BlackBerry (Nasdaq: RIMM; Toronto: RIM) says software developers are gung ho about developing applications for its BlackBerry 10 operating system and that rather than shrink, its "vendor base has growth 157 percent," according to a blog post by Alec Saunders, one of its senior executives. Saunders was responding to what he described as a shocking and allegedly erroneous report from an analyst at Baird Equity Research.
The opposing view is worth discussing further in light of what the shrinkage in the pool of developers working on applications for RIM devices might mean for the company. Considering the challenges already facing the company, a decline in interest from software application developers could further endanger the Canadian company at a time it needs to make a huge splash when it finally introduces the latest upgrade to the BlackBerry operating system.
Saunders tried hard to reshape the conversation surrounding RIM. Considering his position within the company, the numbers he threw out should also be convincing. Here's more from Saunders:
We have developers submitting amazing apps for BlackBerry PlayBook users. In fact, the BlackBerry PlayBook app catalog has grown by more than 15,000 apps since January 1 of this year.
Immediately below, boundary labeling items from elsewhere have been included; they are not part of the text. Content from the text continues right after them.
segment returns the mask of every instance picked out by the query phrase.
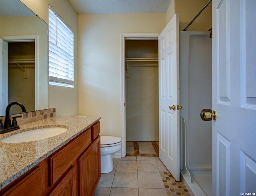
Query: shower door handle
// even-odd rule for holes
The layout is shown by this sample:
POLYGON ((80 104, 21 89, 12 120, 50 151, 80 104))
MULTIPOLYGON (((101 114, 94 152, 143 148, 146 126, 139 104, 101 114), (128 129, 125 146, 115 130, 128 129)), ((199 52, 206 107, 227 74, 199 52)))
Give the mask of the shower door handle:
POLYGON ((210 120, 216 120, 217 114, 214 110, 212 111, 210 109, 204 109, 201 111, 200 116, 202 120, 204 121, 210 121, 210 120))

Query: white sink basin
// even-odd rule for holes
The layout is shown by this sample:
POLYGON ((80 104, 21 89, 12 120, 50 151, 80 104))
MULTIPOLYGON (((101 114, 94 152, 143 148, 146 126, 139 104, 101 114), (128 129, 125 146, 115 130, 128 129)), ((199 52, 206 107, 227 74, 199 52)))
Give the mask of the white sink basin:
POLYGON ((48 127, 33 129, 15 134, 1 141, 4 143, 20 143, 36 141, 59 135, 68 130, 64 127, 48 127))

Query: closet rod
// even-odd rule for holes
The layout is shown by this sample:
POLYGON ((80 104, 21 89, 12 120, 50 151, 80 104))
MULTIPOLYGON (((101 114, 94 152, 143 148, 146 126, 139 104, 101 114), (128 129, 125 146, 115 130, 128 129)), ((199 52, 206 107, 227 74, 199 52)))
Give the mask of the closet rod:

We just announced that more than three billion applications have been downloaded from BlackBerry App World since launch.
But much more importantly, the BlackBerry 10 Jam World Tour we are currently hosting in 23 cities across the globe has seen over capacity registration in almost every city, including New York, Santa Clara, Toronto, Jakarta, Singapore, Delhi, and Montreal. We have already spoken to almost 5,000 developers and the feedback has been phenomenal (don’t take my word for it, search Twitter for the hashtag #bb10jam).
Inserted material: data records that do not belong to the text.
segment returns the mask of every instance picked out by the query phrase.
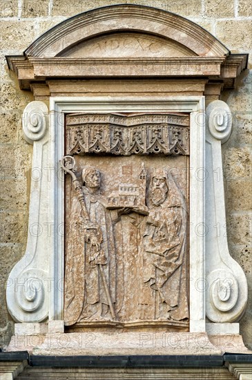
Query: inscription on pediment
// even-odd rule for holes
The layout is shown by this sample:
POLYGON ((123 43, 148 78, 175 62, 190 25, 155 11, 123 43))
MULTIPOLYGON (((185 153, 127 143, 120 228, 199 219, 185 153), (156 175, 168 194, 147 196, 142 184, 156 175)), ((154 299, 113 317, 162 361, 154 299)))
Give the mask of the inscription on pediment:
POLYGON ((72 57, 188 57, 195 54, 172 40, 144 33, 112 33, 82 41, 65 52, 72 57))

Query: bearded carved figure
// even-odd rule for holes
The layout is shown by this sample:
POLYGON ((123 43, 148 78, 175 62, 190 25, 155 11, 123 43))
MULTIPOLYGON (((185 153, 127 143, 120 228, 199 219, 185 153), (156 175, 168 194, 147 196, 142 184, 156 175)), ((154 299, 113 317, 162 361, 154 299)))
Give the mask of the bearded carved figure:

I don't doubt Saunders's sincerity or the intensity of his passion about the BlackBerry operating system. But here's the opposing view. Baird analyst William Power reportedly said:
...31 percent of BB10 developers had migrated their work to other operating systems this quarter, mainly Google's Android system... Many developers who planned to jump ship have already made the move, leaving a BlackBerry developer base that is smaller but increasingly loyal.
There's no confusion here. In some ways, one could argue that both parties are actually right. If you are a developer today and you don't truly believe anymore that RIM and its BlackBerry operating system will continue to play a commanding role in the mobile communications equipment market, it is likely you've already moved on to other platforms or that you devote less time to RIM apps. Conversely, if you've decided to place a huge bet on RIM, then the probability is pretty high that you would be cranking out a prodigious number of apps for BlackBerry OS.
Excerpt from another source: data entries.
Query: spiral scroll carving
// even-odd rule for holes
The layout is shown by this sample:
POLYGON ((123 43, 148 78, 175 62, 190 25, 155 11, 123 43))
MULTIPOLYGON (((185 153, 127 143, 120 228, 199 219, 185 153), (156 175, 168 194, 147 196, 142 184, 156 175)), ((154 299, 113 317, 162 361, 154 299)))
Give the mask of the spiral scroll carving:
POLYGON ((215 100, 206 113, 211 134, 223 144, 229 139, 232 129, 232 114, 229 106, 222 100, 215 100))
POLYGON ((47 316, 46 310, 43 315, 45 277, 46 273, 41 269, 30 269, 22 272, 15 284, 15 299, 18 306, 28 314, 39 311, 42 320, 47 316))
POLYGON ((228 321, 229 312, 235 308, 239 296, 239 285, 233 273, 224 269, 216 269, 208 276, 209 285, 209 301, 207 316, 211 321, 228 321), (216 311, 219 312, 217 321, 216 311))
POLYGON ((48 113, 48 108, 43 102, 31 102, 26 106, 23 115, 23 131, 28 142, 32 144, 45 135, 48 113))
It doesn't seem farfetched to believe developers might be paying more attention to Apple Inc. (Nasdaq: AAPL) iOS and Google's Android: The two operating systems currently dominate the market. At the same time, it's unlikely that RIM, with customers in the hundreds of millions still using the BlackBerry (I still have mine), would be completely abandoned by developers. Responses to Saunders's blog, for instance, showed clearly that there are still many developers passionate about the BlackBerry.
What this controversy doesn't change, however, is that RIM is still in a precarious situation. The company may have committed developers but their passion won't count for much if it doesn't quickly unveil the update to its operating system and if it fails to wow the market. Saunders' point about how the "BlackBerry PlayBook app catalog has grown by more than 15,000 apps since January 1 this year," falls flat with me. The PlayBook tablet PC is not a success by any stretch of the imagination. Even if it has apps in the millions, RIM isn't currently benefitting from this because consumers aren't buying the PlayBook.
If RIM wants to win this fight and squelch the controversy about developer patronage, it should stop delaying the rollout of the new operating system and make sure it rocks. It also needs to follow up with devices consumers can't resist. That should shut down the negative reports. It might even receive a ratings upgrade from Baird's Power.